First impressions of Helsinki - everything is clean. The air, the streets, the water. Tap water is safe to drink and actually tastes pretty good. Everyone we spoke with spoke English and we heard it on the street. It was also surprisingly busy with bars, restaurants and clubs compared to what we had expected. On the street between the curb and the sidewalk where people can walk is a bike lane. We've also read that there are stands throughout the city where one can essentially use a bike for a 2 Euro deposit that gets returned when the bike is returned to either the original or another stand. How awesome is that?
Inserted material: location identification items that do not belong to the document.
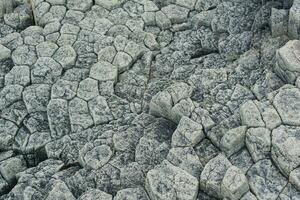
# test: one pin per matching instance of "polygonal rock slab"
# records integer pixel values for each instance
(188, 133)
(167, 182)
(234, 184)
(104, 71)
(250, 115)
(92, 194)
(258, 142)
(94, 157)
(265, 181)
(287, 104)
(213, 174)
(36, 97)
(233, 140)
(286, 148)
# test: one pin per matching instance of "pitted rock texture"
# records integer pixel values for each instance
(149, 99)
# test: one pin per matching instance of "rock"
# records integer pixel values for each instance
(287, 105)
(79, 115)
(5, 53)
(188, 133)
(250, 115)
(95, 194)
(104, 71)
(18, 75)
(36, 97)
(94, 157)
(10, 94)
(258, 142)
(294, 21)
(131, 194)
(265, 181)
(234, 184)
(10, 167)
(279, 22)
(88, 89)
(66, 56)
(123, 61)
(233, 140)
(166, 181)
(109, 4)
(58, 117)
(60, 191)
(294, 178)
(46, 70)
(100, 110)
(64, 89)
(285, 148)
(213, 174)
(175, 13)
(186, 159)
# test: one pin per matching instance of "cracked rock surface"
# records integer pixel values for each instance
(149, 99)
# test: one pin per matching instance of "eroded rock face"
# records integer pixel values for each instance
(148, 100)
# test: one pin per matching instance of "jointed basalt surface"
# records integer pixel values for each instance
(150, 100)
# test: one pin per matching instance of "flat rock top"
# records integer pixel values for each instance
(149, 99)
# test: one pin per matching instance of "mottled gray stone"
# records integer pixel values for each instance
(265, 181)
(258, 142)
(233, 140)
(166, 182)
(188, 133)
(104, 71)
(285, 148)
(36, 97)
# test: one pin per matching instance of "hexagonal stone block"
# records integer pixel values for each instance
(88, 89)
(100, 110)
(166, 182)
(4, 53)
(19, 75)
(36, 97)
(58, 117)
(104, 71)
(234, 184)
(258, 142)
(94, 157)
(265, 180)
(286, 148)
(287, 105)
(188, 133)
(250, 115)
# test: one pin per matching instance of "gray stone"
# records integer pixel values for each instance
(94, 157)
(88, 89)
(66, 56)
(234, 184)
(258, 142)
(287, 105)
(100, 110)
(213, 174)
(79, 115)
(186, 159)
(104, 71)
(95, 194)
(58, 117)
(285, 148)
(265, 181)
(131, 194)
(36, 97)
(250, 115)
(166, 182)
(4, 53)
(233, 140)
(188, 133)
(18, 75)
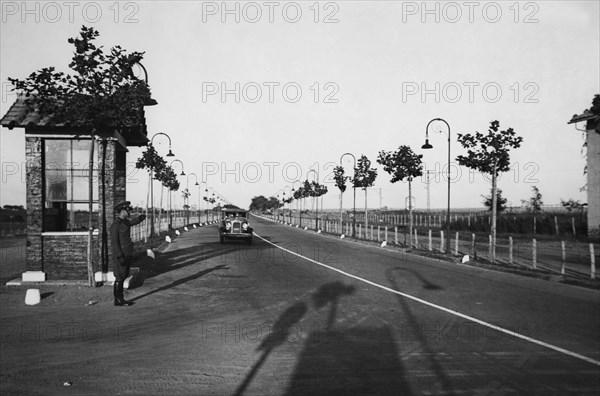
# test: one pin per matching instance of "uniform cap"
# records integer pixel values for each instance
(123, 205)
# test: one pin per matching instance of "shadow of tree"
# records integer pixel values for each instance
(429, 353)
(180, 258)
(353, 361)
(330, 293)
(278, 335)
(181, 281)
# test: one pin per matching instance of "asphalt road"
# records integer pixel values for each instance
(323, 316)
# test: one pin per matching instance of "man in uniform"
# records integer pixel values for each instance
(122, 248)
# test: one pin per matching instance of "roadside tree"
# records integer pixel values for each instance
(489, 154)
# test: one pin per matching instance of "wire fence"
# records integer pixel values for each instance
(552, 221)
(555, 256)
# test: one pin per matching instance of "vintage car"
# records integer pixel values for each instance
(234, 225)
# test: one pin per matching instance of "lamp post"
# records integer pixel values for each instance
(170, 154)
(353, 188)
(297, 201)
(289, 198)
(188, 182)
(427, 146)
(205, 197)
(170, 195)
(317, 200)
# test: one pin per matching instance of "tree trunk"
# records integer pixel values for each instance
(90, 264)
(494, 203)
(410, 222)
(341, 212)
(366, 212)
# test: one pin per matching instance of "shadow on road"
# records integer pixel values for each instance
(435, 366)
(180, 258)
(351, 361)
(181, 281)
(277, 336)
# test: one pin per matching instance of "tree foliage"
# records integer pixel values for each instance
(262, 203)
(571, 204)
(102, 93)
(364, 175)
(534, 204)
(485, 151)
(401, 164)
(500, 201)
(340, 178)
(152, 161)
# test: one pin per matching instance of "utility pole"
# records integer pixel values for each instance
(428, 193)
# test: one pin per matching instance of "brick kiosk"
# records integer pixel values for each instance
(592, 129)
(57, 185)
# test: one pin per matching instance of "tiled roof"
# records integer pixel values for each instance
(21, 116)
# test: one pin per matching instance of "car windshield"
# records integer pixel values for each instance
(234, 215)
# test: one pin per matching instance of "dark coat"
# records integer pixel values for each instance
(122, 246)
(120, 237)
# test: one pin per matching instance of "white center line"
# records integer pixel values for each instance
(450, 311)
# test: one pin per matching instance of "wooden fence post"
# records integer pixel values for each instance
(534, 253)
(592, 262)
(563, 257)
(456, 244)
(429, 245)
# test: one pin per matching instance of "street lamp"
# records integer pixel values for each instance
(170, 194)
(427, 146)
(354, 188)
(317, 200)
(205, 197)
(170, 154)
(187, 184)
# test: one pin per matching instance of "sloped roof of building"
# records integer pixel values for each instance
(592, 120)
(20, 115)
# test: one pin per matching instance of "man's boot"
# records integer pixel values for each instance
(125, 302)
(118, 292)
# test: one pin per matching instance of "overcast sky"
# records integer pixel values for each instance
(254, 94)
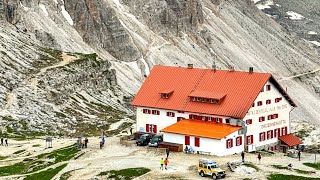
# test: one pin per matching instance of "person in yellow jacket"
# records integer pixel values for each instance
(161, 163)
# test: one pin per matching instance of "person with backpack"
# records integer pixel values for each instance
(161, 163)
(166, 163)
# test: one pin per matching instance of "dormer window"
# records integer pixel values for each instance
(166, 94)
(207, 97)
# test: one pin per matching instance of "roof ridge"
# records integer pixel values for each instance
(195, 87)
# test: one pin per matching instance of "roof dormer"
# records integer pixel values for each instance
(207, 97)
(166, 94)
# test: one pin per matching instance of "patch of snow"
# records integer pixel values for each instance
(147, 70)
(265, 5)
(43, 7)
(255, 1)
(294, 15)
(24, 8)
(134, 66)
(312, 32)
(66, 15)
(315, 42)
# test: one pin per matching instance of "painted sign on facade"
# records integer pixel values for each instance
(266, 110)
(276, 123)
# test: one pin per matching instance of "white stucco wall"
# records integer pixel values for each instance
(281, 108)
(213, 146)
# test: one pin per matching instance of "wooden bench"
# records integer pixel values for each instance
(172, 146)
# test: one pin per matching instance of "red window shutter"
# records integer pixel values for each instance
(154, 128)
(260, 137)
(187, 140)
(197, 142)
(286, 129)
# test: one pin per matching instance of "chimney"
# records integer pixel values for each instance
(250, 69)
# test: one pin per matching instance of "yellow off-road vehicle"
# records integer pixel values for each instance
(210, 168)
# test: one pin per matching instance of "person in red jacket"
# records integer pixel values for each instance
(166, 161)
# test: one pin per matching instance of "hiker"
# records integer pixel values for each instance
(86, 142)
(242, 155)
(167, 152)
(166, 163)
(186, 149)
(161, 163)
(259, 157)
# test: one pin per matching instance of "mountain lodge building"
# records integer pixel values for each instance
(220, 112)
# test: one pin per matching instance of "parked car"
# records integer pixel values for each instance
(210, 168)
(155, 141)
(144, 140)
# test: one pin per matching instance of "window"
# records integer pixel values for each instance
(196, 142)
(268, 87)
(170, 114)
(249, 121)
(239, 141)
(276, 133)
(249, 139)
(146, 111)
(229, 143)
(277, 99)
(187, 140)
(151, 128)
(284, 130)
(155, 112)
(262, 136)
(268, 101)
(192, 116)
(270, 134)
(164, 96)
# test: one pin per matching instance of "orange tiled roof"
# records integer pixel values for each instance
(290, 140)
(201, 129)
(241, 89)
(207, 94)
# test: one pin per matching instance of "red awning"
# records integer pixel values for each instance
(290, 140)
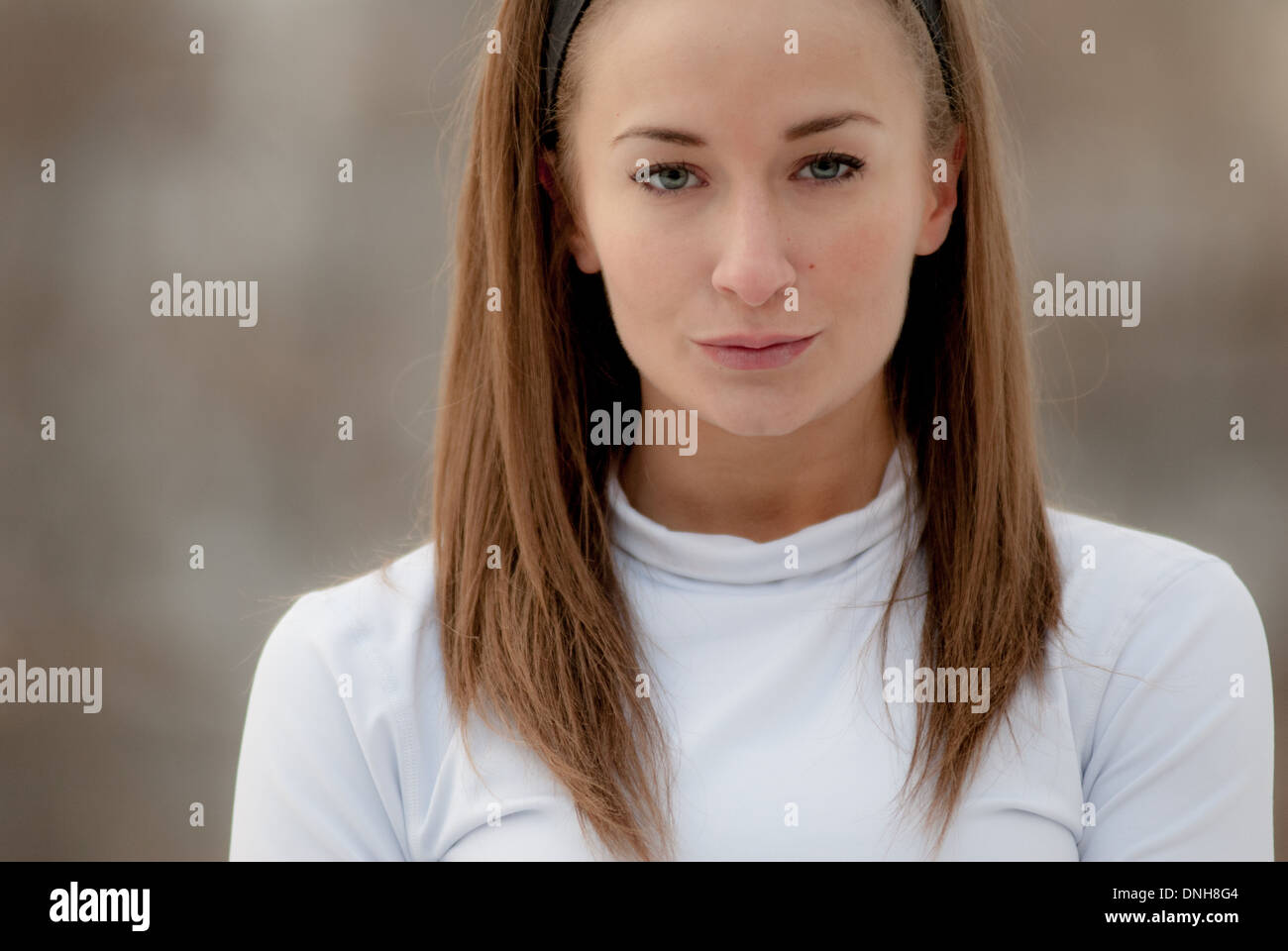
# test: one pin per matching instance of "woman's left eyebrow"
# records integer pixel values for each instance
(810, 127)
Saturday we were up relatively bright and early ... of course it's an hour behind for us so it felt like we slept in. Another reason to love this hotel - at the breakfast buffet they had loose leaf tea and individual strainers. I have never, ever experienced this in my life and in my life I've stayed in some fancy places. Also, many of the items available were organic and according to the hotel everything possible is locally sourced. Breakfast was a bit lunch meat heavy for me but there were plenty of yummy breads and fruits and I got to try strawberry soup. I wasn't quite up for trying the smoked fishes as I wasn't sure where they really stood on the "OK for me to eat at this point in my pregnancy" spectrum.
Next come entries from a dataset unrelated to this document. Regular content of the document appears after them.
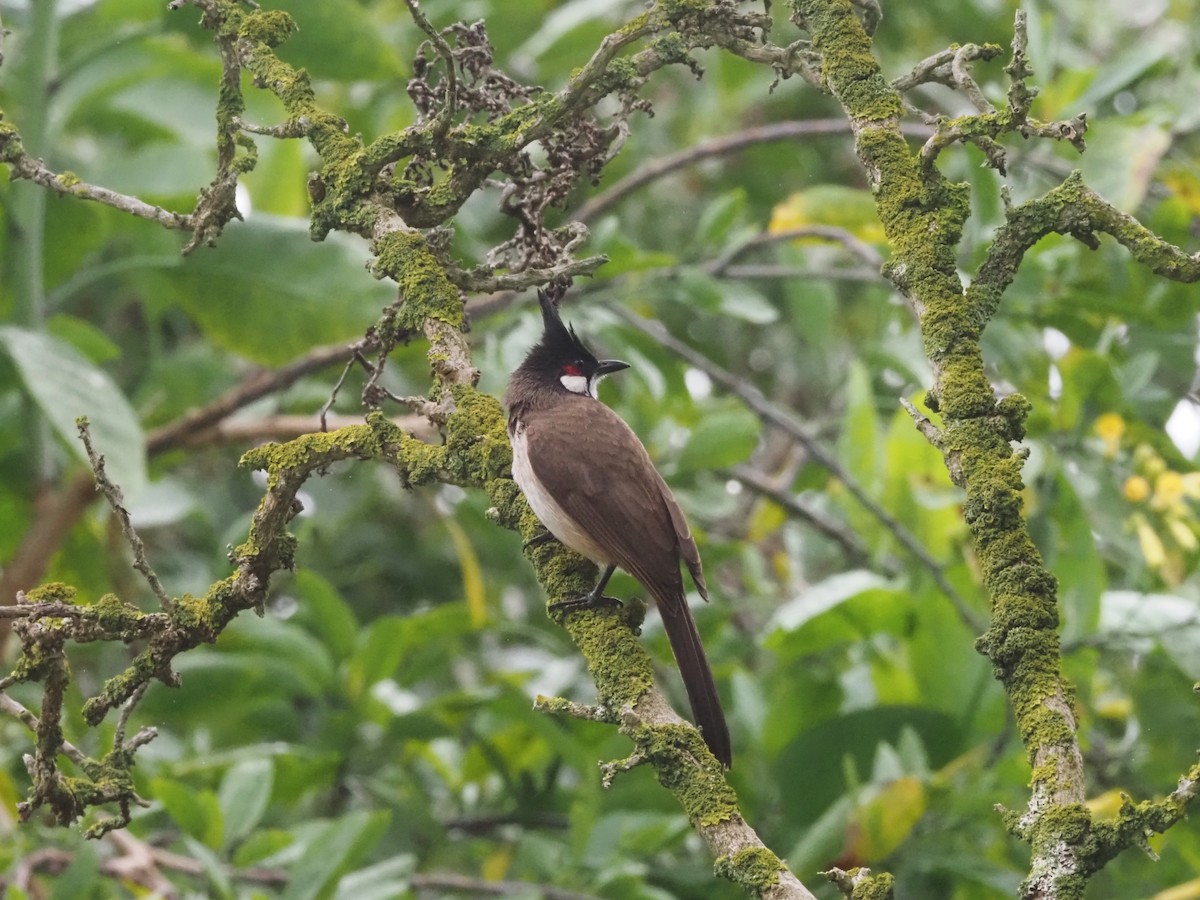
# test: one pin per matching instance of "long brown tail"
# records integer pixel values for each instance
(697, 677)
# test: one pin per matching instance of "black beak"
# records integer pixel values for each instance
(607, 366)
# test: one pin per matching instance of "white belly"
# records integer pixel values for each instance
(545, 507)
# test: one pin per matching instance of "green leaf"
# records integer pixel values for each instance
(244, 795)
(85, 337)
(268, 293)
(1164, 618)
(214, 868)
(382, 881)
(720, 439)
(747, 304)
(841, 609)
(262, 845)
(325, 615)
(196, 811)
(333, 850)
(66, 387)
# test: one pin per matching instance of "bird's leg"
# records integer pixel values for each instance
(592, 599)
(538, 539)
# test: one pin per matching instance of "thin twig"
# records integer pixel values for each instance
(257, 385)
(771, 413)
(126, 711)
(23, 166)
(17, 711)
(861, 249)
(763, 486)
(718, 147)
(113, 493)
(443, 49)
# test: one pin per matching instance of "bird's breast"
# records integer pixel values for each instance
(541, 499)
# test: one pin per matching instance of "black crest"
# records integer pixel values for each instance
(559, 343)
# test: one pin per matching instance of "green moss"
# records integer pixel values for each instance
(271, 27)
(406, 257)
(703, 792)
(478, 448)
(115, 616)
(756, 869)
(54, 592)
(876, 887)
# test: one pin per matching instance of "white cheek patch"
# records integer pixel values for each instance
(576, 384)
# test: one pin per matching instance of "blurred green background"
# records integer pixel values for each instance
(375, 731)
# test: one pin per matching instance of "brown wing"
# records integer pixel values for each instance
(603, 478)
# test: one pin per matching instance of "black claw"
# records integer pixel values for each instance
(588, 601)
(538, 540)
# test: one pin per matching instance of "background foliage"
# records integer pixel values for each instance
(373, 732)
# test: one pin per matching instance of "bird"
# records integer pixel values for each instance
(591, 481)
As it is supposed to rain tomorrow, we chose today as the "get outside as much as possible" day and went to visit the Seurasaari Open-Air Museum, which you can read about here. As first we were feeling a bit annoyed about having paid the 6 Euros each for a place where everything was closed - we thought for the winter - but later realized we had just come too early when we walked back past previously locked buildings and saw folks in period costume hanging out in the open doorways. We stopped at the cafe for lunch and tried some Finnish cuisine - a hearty cheese and smoked reindeer soup with dark bread and a cheese and tomato pie. Soup was definitely the winner, I guess Terry still has the ordering edge on me. We also learned that the Finns drink more coffee than amost anyone.


Alex was unfortunately lacking in sleep so was grumpy and prone to frequent bursts of unhappiness, so we ended up cutting the visit shorter than we had planned. However, it is absolutely lovely there and between the open air museum, green spaces and cafes we could have easily spent the day. Terry came away with several building ideas for the cabin, and I'm actually OK with them.
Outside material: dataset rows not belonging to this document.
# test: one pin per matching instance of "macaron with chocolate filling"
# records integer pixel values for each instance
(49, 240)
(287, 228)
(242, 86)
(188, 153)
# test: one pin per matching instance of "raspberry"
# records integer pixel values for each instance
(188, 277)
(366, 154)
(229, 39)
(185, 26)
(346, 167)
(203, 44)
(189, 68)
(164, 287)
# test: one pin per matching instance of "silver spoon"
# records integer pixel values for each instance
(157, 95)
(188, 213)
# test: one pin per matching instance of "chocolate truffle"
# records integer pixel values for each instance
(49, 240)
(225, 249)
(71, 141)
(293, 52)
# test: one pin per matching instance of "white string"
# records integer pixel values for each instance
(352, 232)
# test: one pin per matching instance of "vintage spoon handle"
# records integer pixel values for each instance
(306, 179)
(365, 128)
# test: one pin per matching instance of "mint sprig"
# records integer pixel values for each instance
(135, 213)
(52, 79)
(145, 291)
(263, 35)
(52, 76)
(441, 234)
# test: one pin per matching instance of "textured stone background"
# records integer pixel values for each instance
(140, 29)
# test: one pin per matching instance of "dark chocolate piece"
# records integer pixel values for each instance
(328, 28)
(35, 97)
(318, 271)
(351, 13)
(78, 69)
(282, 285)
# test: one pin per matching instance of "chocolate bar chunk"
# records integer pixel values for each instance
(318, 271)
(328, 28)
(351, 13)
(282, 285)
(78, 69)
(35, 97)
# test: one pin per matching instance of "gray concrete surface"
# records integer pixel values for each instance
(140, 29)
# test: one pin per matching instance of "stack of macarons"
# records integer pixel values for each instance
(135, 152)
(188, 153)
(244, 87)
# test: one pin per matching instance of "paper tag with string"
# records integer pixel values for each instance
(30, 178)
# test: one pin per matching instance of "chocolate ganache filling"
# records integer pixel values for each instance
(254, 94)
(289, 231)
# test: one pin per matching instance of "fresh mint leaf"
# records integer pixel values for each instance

After family nap we decided to get a recommendation for Finnish food and unfortunately the lady at reception directed us to a place that, although she was probably right that Alex would be welcome, there was nothing Alex would eat on the menu. Luckily, the map she used to show where it was had a bunch of other restaurants on it and we chose another one. I should stop here and clarify that we ended up at a Lappish restaurant. We think we'll try Finnish tomorrow. The lady at reception was careful to explain that they were different. The food was very hearty and very yummy and right now Terry is researching whether lingonberries and cloudberries will grow in Pennsylvania. They brought us a starter of reindeer salami that Alex scarfed down in 10 seconds flat. Terry and I both ordered different types of reindeer and for a man who doesn't like "sweet meat" - his description of meals that include sweetness or fruit in the sauce or accompanyment - he went to town on the lingonberries served alongside his meat. Dessert was a fried cheese in cinnamon cream sauce with cloudberry jam. The jam was more like fresh berries and we gave Alex spoonfuls to eat. She licked the plate clean and asked for more. I figure if they don't have it in the grocery stores, they will likely have it in a souvenier shop.


As we walked back from the restaurant, we commented on some road construction we saw. It was completely fenced off, with the striped tape threaded through the fencing for good measure. There was a big hole in the ground, but the dirt and tar debris, as well as the equipment, had all been cleared away. Those in St. Pete will attest that this is an astonishing sight compared to what we're used to, and refreshing!